REPUBLIKA.CO.ID, JAKARTA -- Pemerintah dinilai perlu menyiapkan strategi besar dalam menghadapi global currency war agar Indonesia tidak menjadi "korban" dari kebijakan finansial negara lain. Antisipasi ini dilakukan karena diperkirakan Cina masih akan melakukan devaluasi secara bertahap, Indonesia pun bisa menjadi korban dari kebijakan ini.
"Dampak global currency war terhadap kondisi Indonesia ini akan berpengaruh sangat signifikan, karena perekonomian kita sangat rentan. Defisit terhadap China akan membengkak, karena banyak proyek infrastruktur di Tanah Air mengandalkan China. Tidak hanya raw material, capital goods, tetapi juga human resources," ungkap Chief Economist IGIco Advisory, Martin Panggabean dalam siaran pers yang diterima ROL, Kamis (13/8).
Menurut Martin adalah sebuah kenyataan alias berkah yang tersembunyi bahwa rupiah ikut melemah. Bahkan, sambung Martin, setelah melemah sejak 2013, PPP index Indonesia ternyata mirip dengan Malaysia yang juga adalah kompetitor Indonesia di pasar minyak kelapa sawit, coklat dan karet.

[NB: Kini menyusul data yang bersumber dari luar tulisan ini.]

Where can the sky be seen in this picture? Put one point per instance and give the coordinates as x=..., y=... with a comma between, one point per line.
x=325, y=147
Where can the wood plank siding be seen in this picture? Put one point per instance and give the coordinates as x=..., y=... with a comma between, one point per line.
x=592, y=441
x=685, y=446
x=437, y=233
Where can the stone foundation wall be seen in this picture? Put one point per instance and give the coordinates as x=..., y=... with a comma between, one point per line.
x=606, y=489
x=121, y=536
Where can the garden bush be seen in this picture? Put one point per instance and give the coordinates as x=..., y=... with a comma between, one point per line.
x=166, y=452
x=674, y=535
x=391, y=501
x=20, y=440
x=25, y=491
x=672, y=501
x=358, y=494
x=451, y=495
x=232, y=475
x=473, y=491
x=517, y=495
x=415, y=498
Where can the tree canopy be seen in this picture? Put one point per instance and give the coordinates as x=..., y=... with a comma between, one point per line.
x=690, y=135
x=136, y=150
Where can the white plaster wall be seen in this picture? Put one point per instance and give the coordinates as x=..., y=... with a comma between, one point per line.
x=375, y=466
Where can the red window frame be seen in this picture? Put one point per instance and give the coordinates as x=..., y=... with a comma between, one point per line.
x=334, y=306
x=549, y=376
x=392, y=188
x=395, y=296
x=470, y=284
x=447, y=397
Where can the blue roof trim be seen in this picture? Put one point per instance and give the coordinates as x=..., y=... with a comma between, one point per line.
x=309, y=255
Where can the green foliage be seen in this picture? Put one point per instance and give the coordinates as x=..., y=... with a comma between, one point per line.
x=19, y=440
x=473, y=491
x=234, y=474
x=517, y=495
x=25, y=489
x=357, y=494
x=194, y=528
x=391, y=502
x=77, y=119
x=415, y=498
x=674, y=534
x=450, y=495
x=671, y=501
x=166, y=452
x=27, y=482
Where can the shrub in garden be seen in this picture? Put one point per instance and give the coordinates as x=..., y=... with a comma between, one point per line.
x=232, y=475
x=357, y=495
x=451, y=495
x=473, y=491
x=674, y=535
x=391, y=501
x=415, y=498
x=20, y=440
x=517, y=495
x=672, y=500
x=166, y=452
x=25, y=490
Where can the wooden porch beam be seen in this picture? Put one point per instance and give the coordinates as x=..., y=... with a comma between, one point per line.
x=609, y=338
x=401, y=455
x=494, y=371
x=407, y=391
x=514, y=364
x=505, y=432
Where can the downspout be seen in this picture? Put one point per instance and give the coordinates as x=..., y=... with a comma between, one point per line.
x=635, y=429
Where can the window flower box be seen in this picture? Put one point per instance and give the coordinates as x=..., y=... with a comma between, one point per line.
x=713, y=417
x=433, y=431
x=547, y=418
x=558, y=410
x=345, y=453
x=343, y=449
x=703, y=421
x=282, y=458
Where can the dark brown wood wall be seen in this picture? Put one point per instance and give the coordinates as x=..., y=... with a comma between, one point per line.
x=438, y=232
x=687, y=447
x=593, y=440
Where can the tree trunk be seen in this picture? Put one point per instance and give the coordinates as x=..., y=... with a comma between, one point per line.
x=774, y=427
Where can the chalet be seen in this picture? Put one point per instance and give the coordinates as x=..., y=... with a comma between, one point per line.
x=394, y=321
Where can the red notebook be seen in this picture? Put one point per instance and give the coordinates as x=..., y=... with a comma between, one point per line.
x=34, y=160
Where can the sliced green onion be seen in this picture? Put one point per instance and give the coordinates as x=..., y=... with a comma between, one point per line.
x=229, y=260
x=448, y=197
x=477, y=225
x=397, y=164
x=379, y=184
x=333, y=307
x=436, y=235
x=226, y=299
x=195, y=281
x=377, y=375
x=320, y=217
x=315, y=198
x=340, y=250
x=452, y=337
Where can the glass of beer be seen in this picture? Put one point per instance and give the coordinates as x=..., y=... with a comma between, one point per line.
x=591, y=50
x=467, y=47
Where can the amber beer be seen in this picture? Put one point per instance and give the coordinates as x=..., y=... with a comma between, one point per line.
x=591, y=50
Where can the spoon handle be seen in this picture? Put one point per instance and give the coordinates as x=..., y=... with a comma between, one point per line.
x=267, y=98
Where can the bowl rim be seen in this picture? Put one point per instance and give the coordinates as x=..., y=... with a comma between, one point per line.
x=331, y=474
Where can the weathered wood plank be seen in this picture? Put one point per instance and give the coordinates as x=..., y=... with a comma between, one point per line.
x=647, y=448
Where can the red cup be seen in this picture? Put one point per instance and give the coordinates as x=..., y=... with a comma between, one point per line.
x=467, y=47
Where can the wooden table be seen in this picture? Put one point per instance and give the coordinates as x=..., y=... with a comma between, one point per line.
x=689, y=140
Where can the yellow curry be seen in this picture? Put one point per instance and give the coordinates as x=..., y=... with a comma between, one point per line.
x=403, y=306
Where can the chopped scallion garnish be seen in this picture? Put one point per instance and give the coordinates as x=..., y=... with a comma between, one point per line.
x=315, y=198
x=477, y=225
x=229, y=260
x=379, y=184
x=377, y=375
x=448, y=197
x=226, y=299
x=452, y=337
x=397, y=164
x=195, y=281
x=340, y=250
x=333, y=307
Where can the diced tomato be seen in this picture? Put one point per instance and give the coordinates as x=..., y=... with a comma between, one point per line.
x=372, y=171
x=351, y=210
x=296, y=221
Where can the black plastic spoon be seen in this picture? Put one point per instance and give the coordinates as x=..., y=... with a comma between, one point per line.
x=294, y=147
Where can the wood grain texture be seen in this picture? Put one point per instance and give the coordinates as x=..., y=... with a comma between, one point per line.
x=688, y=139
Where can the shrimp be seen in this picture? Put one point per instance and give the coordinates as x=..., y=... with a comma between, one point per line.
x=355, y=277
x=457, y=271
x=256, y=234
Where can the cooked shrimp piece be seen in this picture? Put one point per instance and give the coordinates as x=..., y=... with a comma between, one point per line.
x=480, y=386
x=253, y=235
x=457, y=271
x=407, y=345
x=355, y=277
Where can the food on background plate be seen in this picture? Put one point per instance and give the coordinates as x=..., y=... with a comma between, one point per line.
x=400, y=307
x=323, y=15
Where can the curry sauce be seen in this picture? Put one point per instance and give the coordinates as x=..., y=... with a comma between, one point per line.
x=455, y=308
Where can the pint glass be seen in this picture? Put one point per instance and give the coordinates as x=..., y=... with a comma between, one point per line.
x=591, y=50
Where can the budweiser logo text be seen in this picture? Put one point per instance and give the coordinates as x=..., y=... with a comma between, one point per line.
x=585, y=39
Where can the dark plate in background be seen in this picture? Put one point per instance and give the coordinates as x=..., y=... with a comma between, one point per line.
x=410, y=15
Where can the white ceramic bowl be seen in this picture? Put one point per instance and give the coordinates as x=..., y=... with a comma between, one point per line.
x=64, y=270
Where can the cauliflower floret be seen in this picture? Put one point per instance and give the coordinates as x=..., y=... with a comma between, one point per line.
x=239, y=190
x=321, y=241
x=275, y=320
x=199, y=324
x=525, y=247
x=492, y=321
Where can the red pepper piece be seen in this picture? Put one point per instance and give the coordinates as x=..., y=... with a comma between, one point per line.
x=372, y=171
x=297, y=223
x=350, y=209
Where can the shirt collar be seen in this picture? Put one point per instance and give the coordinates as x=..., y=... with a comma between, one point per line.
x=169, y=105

"Artinya bila Rupiah tidak melemah ke level Rp 13 ribuan per dollar AS, maka ekonomi Indonesia yang menjadi bermasalah dalam konteks perdagangan internasional," jelasnya.
Perlu diketahui pergerakan nilai tukar rupiah diperkirakan akan berada pada kisaran Rp 13.650 sampai Rp 14.000 per dollar AS. Laju Rupiah masih fluktuatif dengan kecenderungan melemah karena adanya devaluasi Yuan.
Menteri Keuangan Bambang Brodjonegoro mengatakan nilai tukar rupiah terus melemah terhadap dolar Amerika Serikat disebabkan oleh sentimen pasar terhadap mata uang China Yuan.